That is how I feel about "heart running" and "head running". Perhaps I am just rationalizing my way into making myself a heart runner. Perhaps I have tried too hard to put boundaries around this topic in an effort to answer the questions. The beauty of the conversation is that I think it really mirrors how we approach life. Life is such an amazing journey. But it is a journey without guarantees. The best way to ensure success is to learn to enjoy the ride and all the unique aspects that make it your own.

Sunday, November 20, 2011

Weekly Training Wrap - 11/14 – 11/20

This was technically my first taper week. But, other than no midweek MLR, it was still a pretty darn tough week of running. It is hard to express how satisfied I am with the week.
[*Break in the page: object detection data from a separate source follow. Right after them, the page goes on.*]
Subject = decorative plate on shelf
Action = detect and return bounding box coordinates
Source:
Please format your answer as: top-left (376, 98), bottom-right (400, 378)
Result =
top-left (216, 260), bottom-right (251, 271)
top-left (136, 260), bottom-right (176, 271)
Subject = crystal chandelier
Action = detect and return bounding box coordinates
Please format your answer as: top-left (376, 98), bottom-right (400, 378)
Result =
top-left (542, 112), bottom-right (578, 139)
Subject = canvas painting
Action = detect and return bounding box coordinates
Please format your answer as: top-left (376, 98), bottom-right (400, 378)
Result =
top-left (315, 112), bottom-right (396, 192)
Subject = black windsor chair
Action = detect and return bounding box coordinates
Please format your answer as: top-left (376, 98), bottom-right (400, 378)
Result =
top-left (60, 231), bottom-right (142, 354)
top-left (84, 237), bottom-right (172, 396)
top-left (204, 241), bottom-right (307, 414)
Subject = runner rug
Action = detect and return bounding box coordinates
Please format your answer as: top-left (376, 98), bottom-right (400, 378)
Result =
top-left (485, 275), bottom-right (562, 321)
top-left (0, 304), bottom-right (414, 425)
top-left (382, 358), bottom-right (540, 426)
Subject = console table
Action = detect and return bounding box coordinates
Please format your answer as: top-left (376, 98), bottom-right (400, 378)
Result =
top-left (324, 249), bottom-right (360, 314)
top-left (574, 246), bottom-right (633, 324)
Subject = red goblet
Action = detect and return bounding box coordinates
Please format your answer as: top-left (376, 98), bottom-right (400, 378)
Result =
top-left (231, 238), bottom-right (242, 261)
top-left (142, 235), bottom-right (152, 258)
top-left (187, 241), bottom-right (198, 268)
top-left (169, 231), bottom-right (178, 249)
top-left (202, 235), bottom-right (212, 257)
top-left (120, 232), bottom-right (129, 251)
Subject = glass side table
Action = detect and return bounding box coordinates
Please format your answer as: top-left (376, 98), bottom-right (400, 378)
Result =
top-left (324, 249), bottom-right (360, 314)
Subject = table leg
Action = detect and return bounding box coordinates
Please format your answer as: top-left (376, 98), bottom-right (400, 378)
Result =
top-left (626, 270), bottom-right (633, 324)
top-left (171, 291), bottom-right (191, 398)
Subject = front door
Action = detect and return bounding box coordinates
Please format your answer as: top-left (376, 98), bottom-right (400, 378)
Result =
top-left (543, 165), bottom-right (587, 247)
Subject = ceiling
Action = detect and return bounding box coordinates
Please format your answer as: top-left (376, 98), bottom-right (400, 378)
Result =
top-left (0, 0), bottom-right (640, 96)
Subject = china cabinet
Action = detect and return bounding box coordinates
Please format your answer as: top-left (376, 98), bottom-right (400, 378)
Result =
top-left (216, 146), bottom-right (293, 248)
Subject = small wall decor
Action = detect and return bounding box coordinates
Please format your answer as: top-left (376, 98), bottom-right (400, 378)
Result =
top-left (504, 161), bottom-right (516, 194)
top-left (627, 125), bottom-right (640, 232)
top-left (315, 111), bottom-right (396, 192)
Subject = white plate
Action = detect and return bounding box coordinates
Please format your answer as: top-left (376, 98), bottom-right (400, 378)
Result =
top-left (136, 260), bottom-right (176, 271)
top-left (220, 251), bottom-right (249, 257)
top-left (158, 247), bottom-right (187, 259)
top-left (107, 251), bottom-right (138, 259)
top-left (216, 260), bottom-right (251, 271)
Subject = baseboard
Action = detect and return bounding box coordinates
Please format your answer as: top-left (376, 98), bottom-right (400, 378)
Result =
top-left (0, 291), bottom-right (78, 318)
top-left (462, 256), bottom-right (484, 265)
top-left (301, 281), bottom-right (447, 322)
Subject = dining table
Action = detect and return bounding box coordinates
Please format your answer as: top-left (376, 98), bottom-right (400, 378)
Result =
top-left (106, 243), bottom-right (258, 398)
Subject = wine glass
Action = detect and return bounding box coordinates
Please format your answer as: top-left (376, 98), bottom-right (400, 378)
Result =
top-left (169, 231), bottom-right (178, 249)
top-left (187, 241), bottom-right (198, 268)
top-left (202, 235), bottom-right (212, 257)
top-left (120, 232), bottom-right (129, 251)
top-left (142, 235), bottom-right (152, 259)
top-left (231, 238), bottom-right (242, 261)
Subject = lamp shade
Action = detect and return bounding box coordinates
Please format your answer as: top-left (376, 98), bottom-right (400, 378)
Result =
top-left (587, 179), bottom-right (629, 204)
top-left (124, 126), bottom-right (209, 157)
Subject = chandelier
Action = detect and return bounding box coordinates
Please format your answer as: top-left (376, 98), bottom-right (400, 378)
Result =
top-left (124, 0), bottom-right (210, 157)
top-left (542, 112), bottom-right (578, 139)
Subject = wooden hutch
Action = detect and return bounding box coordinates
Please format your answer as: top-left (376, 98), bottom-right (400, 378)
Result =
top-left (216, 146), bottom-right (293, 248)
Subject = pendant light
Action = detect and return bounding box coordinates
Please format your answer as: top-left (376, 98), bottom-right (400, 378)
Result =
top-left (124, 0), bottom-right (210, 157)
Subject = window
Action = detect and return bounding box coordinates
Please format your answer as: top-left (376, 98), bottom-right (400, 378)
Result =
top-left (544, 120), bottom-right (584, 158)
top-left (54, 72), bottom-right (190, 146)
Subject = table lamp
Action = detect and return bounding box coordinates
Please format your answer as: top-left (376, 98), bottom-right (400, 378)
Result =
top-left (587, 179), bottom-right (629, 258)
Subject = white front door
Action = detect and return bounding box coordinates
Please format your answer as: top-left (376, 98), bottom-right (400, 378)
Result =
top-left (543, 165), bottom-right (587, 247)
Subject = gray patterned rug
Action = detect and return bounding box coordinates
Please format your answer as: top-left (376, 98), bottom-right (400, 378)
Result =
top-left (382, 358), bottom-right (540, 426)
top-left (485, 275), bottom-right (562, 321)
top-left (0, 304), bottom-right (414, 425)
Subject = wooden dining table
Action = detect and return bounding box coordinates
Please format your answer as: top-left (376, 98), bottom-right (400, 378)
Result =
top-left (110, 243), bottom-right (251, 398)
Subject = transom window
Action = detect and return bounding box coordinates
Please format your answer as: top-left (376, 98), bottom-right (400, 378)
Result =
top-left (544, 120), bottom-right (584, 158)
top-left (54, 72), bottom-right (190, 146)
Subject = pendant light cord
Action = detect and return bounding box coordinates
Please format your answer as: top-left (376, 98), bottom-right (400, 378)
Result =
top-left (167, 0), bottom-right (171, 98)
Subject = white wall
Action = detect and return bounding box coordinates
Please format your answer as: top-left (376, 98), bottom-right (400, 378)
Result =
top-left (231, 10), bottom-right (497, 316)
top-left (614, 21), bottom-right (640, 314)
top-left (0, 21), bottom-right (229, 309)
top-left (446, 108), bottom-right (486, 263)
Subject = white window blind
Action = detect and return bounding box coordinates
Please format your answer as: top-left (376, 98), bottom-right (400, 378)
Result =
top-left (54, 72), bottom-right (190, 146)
Sunday's repeats were particularly satisfactory. Observing my HR and recovery capabilities, I am supremely confident that I have finally located my lactate threshold. Now I need to stay healthy and go make it happen!

Day Miles Notes
Monday Rest
Tuesday 8 5 x 600m intervals (6:13 average pace)
Wednesday 6 Easy pace
Thursday 4 Easy pace
Friday Rest
Saturday 16 Easy/LSD pace
Sunday 12 2 x 4 mile repeats at HMP (7:03 average)
Total 46 About 2400 vertical feet gained

Wednesday, November 16, 2011

Fueling the Runner

Fueling a runner is broken down into two parts:  how much you should eat and what you should eat.  In this first post I will discuss how much to eat and how to determine the right amount for you.  Most of you that know me -- or anyone that has read my story -- know that I have lost more than 65 pounds in the past decade. The majority of that weight loss came in the last two and a half years (40 or 50 pounds of it). Ultimately it took me realizing that eating was the way to weight loss before I could make it happen. Now I am trying to understand how to create a maintenance plan that keeps me feeling energized and fueled for big miles without gaining weight.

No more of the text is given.